На тесаном бревнышке у избяной стены сидела с прялкой старая Перерека, тетка старшины. Годы только добавили ей строгости нрава, и прежде нелегкого, обычно одного ее окрика хватало для того, чтобы дети бросили озорничать или лезть куда не следует. Но мальчик был еще слишком мал, чтобы бояться.

Он подошел ближе и сообщил старухе:

- Ма.
- Мамку ищешь? – переспросила пряха.
- Да.
- Ох ты, болезный… Ушла мамка твоя. Не скоро вернется. Хлебушка, может, хочешь? Мягенький. – Старуха порылась в своей корзинке и отломила малышу кусочек, как раз под детскую ладонь.

Не так уж он был мягок – небогатый весенний хлеб с толченой корой. Мусоля угощение, мальчик отошел к лодочкам.

Со старшиной во главе шествие трижды обошло святилище посолонь.

Ай, да кто снопы молотит?
Ой, то Чур снопы молотит.
Жито молотит,
Жита намолотит.
Ай, да кто там зерно веет?
Ой, то Чур да зерно веет.
Хлебушек веет,
Хлебушек навеет.

Пели все – от главы рода до самых молодых, еще бездетных, женившихся только прошлой осенью. Пела и посланница, белой лебедью плывущая рядом с братом, пела и чувствовала, как песня, прославляющая урожай и того, кто его собирает, строит хрупкий невидимый мост, протягивает тайные связи между людьми, землей, небом и предками. На этот мост совсем скоро ступит ее душа, следовало укрепить его, чтобы сослужил свою службу.

Все нужное приготовили загодя: и деревянное ложе ждало, обложенное дровами, посередине округлой площадки, между длинным домом-тризнищем и дубовыми образами богов; и шесть коней были связаны крепкими веревками попарно и тревожно косили вокруг. Самые родовитые и уважаемые мужи стояли рядом с конями.

Воздух пах сыростью и дымом.

Невидимый мост ждал. Его мостили все родичи, все Гнездо, он звал вперед, он хотел, чтобы на него ступили. Сестра светло улыбнулась старшине, когда он дрогнувшей рукой обводил веревку вокруг тонкой девичьей шеи, подняла лицо к небу и закрыла глаза.
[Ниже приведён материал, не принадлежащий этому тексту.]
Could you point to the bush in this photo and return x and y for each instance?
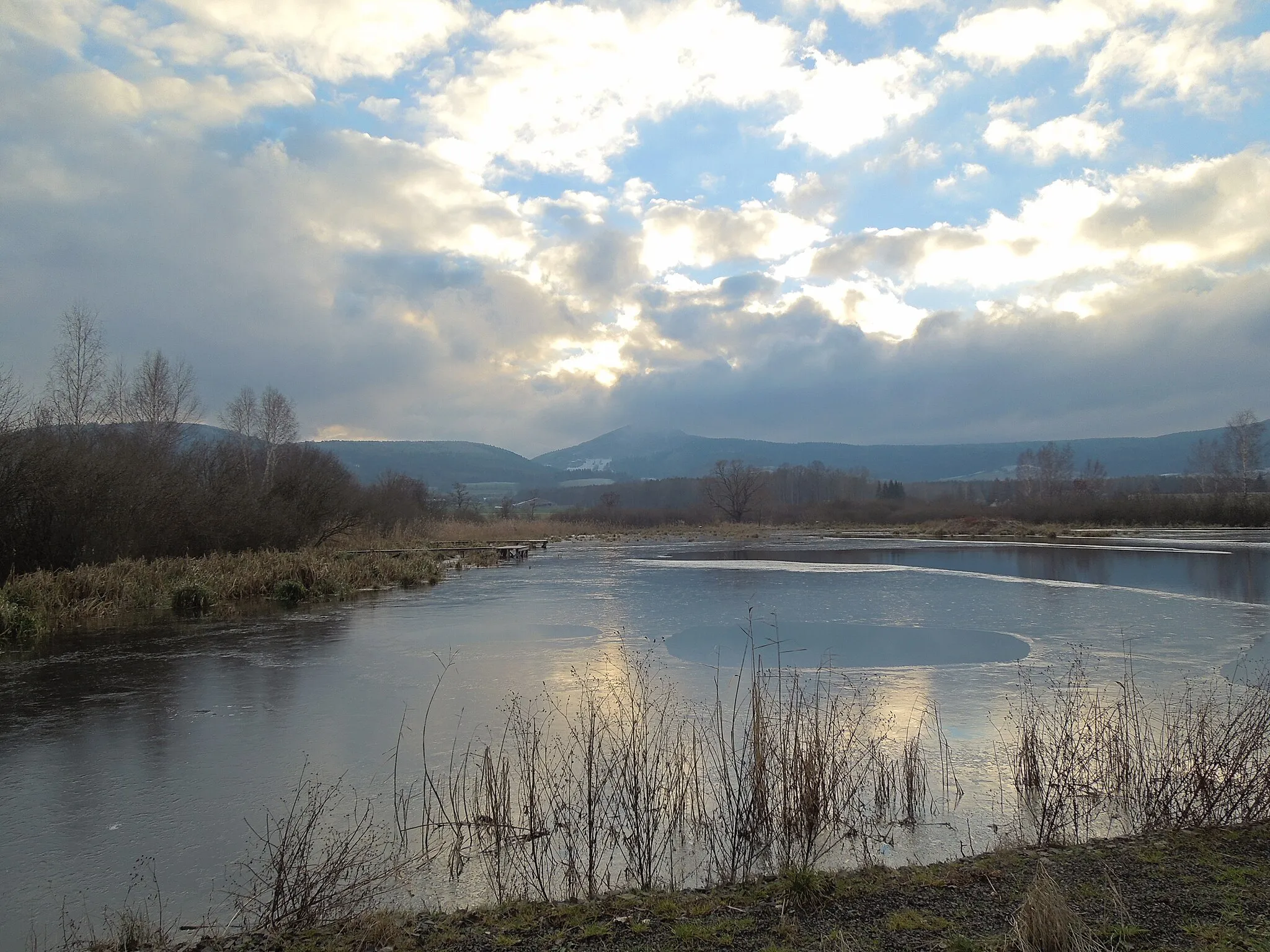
(290, 592)
(191, 601)
(19, 627)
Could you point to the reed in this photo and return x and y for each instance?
(1093, 762)
(623, 783)
(37, 604)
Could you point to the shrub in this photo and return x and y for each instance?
(191, 601)
(19, 627)
(290, 592)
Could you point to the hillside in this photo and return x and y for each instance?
(438, 462)
(642, 454)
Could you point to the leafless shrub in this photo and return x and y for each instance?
(621, 782)
(1091, 760)
(323, 862)
(1047, 923)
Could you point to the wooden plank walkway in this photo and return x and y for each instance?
(507, 550)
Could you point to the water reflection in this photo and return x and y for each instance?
(162, 743)
(1236, 574)
(848, 645)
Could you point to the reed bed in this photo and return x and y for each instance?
(37, 604)
(620, 782)
(1105, 760)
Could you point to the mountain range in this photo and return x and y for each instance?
(638, 454)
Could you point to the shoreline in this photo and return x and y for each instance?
(35, 607)
(1192, 889)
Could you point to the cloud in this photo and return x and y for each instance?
(202, 173)
(873, 12)
(682, 234)
(332, 40)
(1209, 214)
(381, 108)
(843, 104)
(1188, 63)
(562, 88)
(963, 173)
(1068, 135)
(1010, 36)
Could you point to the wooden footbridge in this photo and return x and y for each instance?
(506, 550)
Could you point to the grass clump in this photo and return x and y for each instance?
(191, 601)
(290, 592)
(19, 626)
(1047, 923)
(37, 604)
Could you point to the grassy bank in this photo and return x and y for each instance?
(37, 604)
(1206, 889)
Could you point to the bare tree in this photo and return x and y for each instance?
(1093, 479)
(116, 404)
(1244, 443)
(163, 397)
(734, 489)
(241, 415)
(71, 394)
(13, 412)
(1044, 472)
(277, 419)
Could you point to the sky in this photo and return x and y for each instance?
(871, 221)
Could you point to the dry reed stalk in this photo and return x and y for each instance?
(1090, 762)
(323, 862)
(1047, 923)
(621, 783)
(63, 599)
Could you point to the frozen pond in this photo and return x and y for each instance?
(162, 743)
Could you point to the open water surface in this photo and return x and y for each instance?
(163, 743)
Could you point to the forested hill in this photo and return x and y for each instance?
(440, 462)
(641, 454)
(631, 452)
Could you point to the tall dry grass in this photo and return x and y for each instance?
(1101, 760)
(623, 783)
(37, 604)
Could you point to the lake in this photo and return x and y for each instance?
(163, 743)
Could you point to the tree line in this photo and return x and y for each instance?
(1221, 487)
(103, 464)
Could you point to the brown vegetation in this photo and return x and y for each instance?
(36, 604)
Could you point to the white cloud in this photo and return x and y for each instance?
(1076, 232)
(873, 12)
(963, 173)
(562, 87)
(682, 234)
(1011, 36)
(1186, 61)
(1068, 135)
(869, 302)
(333, 40)
(380, 108)
(843, 104)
Челядинка-должанка кусала непослушные губы, запрещая им кривиться, но щекам почему-то было холодно. Ее товарка тихо плакала, не скрываясь. Не увидеть им предков, не войти под прадедовский кров, и после смерти они останутся служанками в чужом роду. Жестока судьба к слабым.

Внезапное гиканье, свист ореховых прутьев, мгновенный рывок испуганных коней… Люди невольно запрокидывали головы и провожали взглядами клубы дыма, поднимающиеся над полыхающим деревянным ложем. Идите, расскажите о нас, мы верим и надеемся…

Ты лети, наша лебедушка,
В дальню, в трудную дороженьку.
Ты неси, наша лебедушка,
Наши просьбы да заботушки.
Да не сечь тебя, лебедушку,
Холодну да часту дождику.
Да не бить тебя, лебедушку,
Граду твердому колючему.
А нести б тебя, лебедушку,
Да семи ветрам под крылышки.
Править путь тебе, лебедушке,
Светлым звездам с ясным месяцем.

Набегавшись и наигравшись, так и не дождавшись маму, мальчик уснул сам, свернувшись в знакомом углу под овчиной. Бронзовый оберег на груди давно нагрелся и не холодил кожу.

Назавтра облака начали рваться и наконец-то выглянуло солнце.